Rosenblat, aujourd’hui âgé de 79 ans, raconte que pendant sa captivité en 1945 une petite fille lui jetait quotidiennement des pommes par dessus les barbelés du camp pour l’aider à survivre. Douze ans après, après avoir émigré aux Etats-Unis, il rencontre à New York une jeune Polonaise, Roma Radzicki, qui dans le livre n’est autre que l’enfant aux pommes, et l’épouse. Après cinq décennies de mariage, le couple vit en Floride.
Rosenblat avait d’abord remporté en 1995 un concours littéraire organisé par le tabloïd New York Post avec un premier récit, une version plus brève de la même histoire qui a inspiré un livre illustré pour enfants et un scénario acheté par un producteur de cinéma qui s’apprête à tourner bientôt. Le rescapé des camps a été invité de l’émission très populaire de la présentatrice vedette Oprah Winfrey, qui garantit des ventes record aux ouvrages présentés. „C’est la plus belle histoire d’amour que j’aie connue en 22 ans de télévision“, a dit „Oprah“.
La maison d’édition Berkley Books, une filiale de Penguin, devait publier le livre le mois prochain, mais s’est rétractée après la révélation le 25 décembre par la revue New Republic, se fondant sur les témoignages de rescapés de l’Holocauste et de membres de la famille de Rosenblat, que l’histoire des pommes était fausse.
Historiens et spécialistes ont souligné qu’il était impossible de lancer des pommes au dessus des barbelés vu la configuration des lieux. Rosenblat a admis par l’intermédiaire de son agent que ce détail était sorti de son imagination. Dans un communiqué publié la semaine dernière, Berkley Books a annoncé annuler la publication de l’ouvrage et avoir l’intention de demander „à l’auteur et à son agent de rembourser les sommes reçues à titre d’à-valoir“.
Le film, lui, est maintenu mais sera présenté comme un film de fiction. L’affaire a fait naître un débat sur l’impact du faux témoignage sur la mémoire de l’Holocauste. „Il est malheureux que les gens inventent des histoires, et ce n’est pas la première fois que cela se produit“, a indiqué à l’AFP Michael Friedman, président de l’organisation Brandon Public Relations qui vient en aide aux rescapés de l’Holocauste, dont 60% vivent actuellement à New York, souvent à Brooklyn.
„Oprah Winfrey devrait mieux vérifier les ouvrages qui se réfèrent à cette période de l’histoire. Dans son programme, les livres se transforment momentanément en best-sellers“, a-t-il ajouté.
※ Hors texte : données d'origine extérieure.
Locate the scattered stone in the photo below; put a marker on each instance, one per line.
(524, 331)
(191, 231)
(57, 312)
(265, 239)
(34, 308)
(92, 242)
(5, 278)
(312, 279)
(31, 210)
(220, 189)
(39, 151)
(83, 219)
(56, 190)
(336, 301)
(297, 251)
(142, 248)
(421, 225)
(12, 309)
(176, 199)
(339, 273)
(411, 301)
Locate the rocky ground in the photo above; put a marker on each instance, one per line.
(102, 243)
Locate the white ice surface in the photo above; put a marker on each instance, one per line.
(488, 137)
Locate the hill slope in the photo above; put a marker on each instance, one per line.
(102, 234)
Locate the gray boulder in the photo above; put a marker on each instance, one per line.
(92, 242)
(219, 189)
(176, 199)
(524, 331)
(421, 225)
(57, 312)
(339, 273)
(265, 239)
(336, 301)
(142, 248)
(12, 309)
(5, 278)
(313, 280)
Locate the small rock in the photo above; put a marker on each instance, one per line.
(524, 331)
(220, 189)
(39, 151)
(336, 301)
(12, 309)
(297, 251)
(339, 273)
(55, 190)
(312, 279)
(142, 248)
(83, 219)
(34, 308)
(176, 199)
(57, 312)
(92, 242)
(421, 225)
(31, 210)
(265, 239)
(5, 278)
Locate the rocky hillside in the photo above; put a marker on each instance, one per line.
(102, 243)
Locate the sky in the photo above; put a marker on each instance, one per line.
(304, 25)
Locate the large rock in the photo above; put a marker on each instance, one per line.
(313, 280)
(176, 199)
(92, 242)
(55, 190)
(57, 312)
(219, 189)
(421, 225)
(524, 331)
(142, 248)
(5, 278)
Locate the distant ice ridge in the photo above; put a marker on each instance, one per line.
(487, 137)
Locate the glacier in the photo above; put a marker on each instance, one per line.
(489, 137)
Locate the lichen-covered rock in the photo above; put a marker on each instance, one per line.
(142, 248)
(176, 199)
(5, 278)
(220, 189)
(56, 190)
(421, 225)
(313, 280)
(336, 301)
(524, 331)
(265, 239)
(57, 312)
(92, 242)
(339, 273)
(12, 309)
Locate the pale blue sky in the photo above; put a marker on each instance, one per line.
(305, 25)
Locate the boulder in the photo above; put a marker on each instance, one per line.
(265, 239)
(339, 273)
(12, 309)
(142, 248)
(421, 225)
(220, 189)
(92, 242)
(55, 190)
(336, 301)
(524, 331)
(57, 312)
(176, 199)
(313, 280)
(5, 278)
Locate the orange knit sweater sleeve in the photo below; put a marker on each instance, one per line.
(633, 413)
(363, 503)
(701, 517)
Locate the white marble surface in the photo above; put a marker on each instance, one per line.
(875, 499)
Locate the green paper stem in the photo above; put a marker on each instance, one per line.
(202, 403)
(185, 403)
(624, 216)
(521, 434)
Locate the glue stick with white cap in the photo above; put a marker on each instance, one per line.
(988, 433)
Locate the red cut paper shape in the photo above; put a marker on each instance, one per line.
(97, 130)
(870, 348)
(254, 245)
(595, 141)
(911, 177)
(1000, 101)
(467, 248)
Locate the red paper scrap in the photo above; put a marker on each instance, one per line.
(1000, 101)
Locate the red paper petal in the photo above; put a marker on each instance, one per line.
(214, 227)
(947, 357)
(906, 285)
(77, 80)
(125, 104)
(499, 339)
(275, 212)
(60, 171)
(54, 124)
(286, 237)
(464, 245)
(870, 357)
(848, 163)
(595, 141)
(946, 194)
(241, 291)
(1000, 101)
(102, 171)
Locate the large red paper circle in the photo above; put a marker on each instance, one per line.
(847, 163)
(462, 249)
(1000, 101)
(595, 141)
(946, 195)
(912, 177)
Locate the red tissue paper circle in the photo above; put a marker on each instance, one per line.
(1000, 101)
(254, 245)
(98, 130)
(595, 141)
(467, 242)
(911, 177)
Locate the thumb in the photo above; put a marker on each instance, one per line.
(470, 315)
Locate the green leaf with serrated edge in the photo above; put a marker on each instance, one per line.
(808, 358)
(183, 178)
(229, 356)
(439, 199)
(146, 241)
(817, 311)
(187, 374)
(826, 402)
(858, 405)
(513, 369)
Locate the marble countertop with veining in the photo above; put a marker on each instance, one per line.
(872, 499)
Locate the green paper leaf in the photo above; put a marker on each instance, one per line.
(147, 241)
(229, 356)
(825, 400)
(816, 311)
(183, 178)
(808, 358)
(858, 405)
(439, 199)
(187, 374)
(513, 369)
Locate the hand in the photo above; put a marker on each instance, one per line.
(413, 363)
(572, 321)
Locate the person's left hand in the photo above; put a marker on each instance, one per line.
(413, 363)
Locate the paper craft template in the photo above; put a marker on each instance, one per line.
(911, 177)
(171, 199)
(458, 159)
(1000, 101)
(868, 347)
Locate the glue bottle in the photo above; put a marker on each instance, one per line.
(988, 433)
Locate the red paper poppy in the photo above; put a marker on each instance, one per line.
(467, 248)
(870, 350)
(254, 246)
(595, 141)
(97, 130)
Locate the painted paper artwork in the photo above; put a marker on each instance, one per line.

Emanuel Ringelblum, historien et expert du ghetto de Varsovie, estime de son côté qu’il „n’y a pas de raison pour agrandir ou exagérer quoi que ce soit concernant l’Holocauste“. Cependant, un petit éditeur de White Plains (New York), York House Press, se propose de publier le livre avec quelques modifications. „Nous comprenons l’indignation des historiens qui travaillent sans relâche pour vérifier les faits (…) mais nous pensons que les motivations de Rosenblat sont humaines, et pardonnables“, indique York House Press dans un communiqué.
L’éditeur a „entamé des négociations pour publier une oeuvre de fiction dont le titre provisoire est ‚Une fleur sur la barrière‘, sur la vie et l’histoire d’amour d’Herman Rosenblat“. Selon l’historienne Deborah Lipstadt, spécialiste de l’Holocauste, „l’histoire des pommes va sans doute disparaître de cette nouvelle version“.